I had the opportunity to test the new Dorada 6000 V3 All-Flash storage system.
See what the all-new Dorado 6000 V3 All-Flash Storage system is capable as storage for your database system.

Before you read

This is a series of different blog posts:
In the first blog post, I talk about “What you should measure on your database storage and why”.
The second blog post will talk about “How to do database storage performance benchmark with FIO”.
The third blog post will show “How good is the new HUAWEI Dorada 6000V3 All-Flash System for databases” measured with the methods and tools from post one and two (aka this one here).

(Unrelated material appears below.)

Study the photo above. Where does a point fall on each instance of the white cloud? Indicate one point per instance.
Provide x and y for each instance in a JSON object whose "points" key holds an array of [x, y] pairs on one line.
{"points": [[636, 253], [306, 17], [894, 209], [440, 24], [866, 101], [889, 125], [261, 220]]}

The first two posts give you the theory to understand all the graphics and numbers I will show in the third blog post.

So in this post, we see, what are the results when we test a Huawei Dorado 6000V3 All-Flash storage system with these technics.

I uploaded all the files to a github repository: Huawei-Dorado6000V3-Benchmark.

Foreword

The setup was provided by Huawei in Shengsen, China. I’ve got remote access with a timeout at a certain point. Every test run runs for 10h, because of the timeout I was sometimes not able to capture all performance view pictures. That’s why some of the pictures are missing. Storage array and servers were provided free of charge, there was no exercise of influence from Huawei on the results or conclusion in any way.

Setup

4 Server were. provided, each with 4×16 GBit/s FC adapter direct connected to the storage systems.
There are 256 GByte of memory installed and 2x 14 Cores 2.6 GHz E5-2690 Intel CPUs.
Hyperthreading is disabled.
The 10 GBit/s network interfaces are irrelevant for this test here because all storage. traffic runs over FC.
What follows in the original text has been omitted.